The 2016 GreenBiz 30 under 30
These emerging leaders aren't necessarily on the C-suite track; some aren't even on the CEO’s radar. But that doesn't mean they aren't making a difference. Read More
Corporate sustainability professionals take many paths to the job, and their jobs take many forms. Most aren’t on the C-suite track; some aren’t even on the CEO’s radar. But that doesn’t mean they aren’t making a difference.
These emerging leaders, all of them twentysomethings, are tackling some of the toughest challenges in business, from inside big companies, at the helm of startups or in the nonprofit sector.
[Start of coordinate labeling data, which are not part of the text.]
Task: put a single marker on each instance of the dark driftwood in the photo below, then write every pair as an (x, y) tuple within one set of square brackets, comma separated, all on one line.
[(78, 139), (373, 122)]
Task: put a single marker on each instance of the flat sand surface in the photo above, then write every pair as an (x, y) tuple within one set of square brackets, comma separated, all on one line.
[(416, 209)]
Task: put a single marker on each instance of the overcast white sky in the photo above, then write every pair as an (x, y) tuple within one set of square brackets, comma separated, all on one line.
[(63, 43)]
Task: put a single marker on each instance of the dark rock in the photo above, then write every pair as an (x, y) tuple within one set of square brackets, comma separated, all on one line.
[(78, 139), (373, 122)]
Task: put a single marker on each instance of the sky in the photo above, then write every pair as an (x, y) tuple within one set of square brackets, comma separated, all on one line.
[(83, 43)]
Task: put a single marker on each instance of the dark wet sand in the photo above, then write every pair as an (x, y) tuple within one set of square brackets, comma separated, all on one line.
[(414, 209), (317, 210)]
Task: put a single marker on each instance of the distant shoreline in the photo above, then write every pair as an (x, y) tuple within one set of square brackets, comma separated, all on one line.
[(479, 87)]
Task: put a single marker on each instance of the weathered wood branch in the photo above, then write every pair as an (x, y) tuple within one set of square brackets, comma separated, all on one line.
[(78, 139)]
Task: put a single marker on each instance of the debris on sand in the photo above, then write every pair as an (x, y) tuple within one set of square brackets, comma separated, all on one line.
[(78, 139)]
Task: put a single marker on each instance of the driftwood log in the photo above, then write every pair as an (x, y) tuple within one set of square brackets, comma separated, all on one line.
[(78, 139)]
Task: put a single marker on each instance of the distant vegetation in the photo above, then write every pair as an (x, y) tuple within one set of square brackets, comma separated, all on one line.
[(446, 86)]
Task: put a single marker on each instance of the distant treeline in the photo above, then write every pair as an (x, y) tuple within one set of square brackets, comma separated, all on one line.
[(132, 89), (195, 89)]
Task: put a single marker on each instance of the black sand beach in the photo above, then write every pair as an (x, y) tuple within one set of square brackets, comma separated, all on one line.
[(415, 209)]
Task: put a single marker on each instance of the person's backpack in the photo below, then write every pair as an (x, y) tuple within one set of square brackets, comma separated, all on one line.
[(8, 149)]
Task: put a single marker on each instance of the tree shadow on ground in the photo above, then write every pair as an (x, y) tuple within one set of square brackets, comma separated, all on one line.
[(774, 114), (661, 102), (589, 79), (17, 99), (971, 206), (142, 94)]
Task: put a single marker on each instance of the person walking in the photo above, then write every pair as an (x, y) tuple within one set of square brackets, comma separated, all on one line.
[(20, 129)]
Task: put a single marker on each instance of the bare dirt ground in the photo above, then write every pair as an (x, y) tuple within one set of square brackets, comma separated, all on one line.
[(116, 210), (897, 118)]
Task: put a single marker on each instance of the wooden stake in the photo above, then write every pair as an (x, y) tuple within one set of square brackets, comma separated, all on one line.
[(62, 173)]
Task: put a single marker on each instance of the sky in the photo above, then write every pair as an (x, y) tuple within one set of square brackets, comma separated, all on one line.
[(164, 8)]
Whether they’re already seasoned and celebrated, or just seeding a standout career, watch them grow from here. A desire many of our honorees expressed: for sustainability to be part and parcel of how every business operates.
Here, in alpabetical order, are 30 of today’s — and tomorrow’s — best and brightest.
1. Elizabeth Barthelmes, 27
Sustainability Manager, Etsy; Brooklyn, New York
Elizabeth Barthelmes credits a seventh-grade science project as the inspiration for her career. The focus: researching fly-ash contamination in Wenham Lake, a reservoir north of Boston that was once so renowned for its purity that Queen Victoria purportedly used it as a source for ice. The lax regulations and corporate policies that led to its deterioration got her interested in environmental law.
She refined that focus during her junior year at Boston College as a student delegate to COP15, the United Nations climate meetings in Copenhagen. “Everything kept pointing back to the business world being able to make changes quickly,” she said.
Barthelmes’ first job centered on employee engagement for financial services firm Sungard, now part of FIS. She made the leap in May 2015 to Etsy, where she focuses on helping the craft marketplace pursue a Living Building Challenge Petal Certification. Barthelmes also found the time to create a local forum for discussing sustainable business best practices, the New York Area Sustainability Group. That community has mushroomed to more than 300 members.
“On a personal level, I’m proud that I’ve learned to have hard conversations with a lot of diverse stakeholders who don’t always believe in sustainability,” Barthelmes said. “Or if they believe it, don’t quite understand it yet.”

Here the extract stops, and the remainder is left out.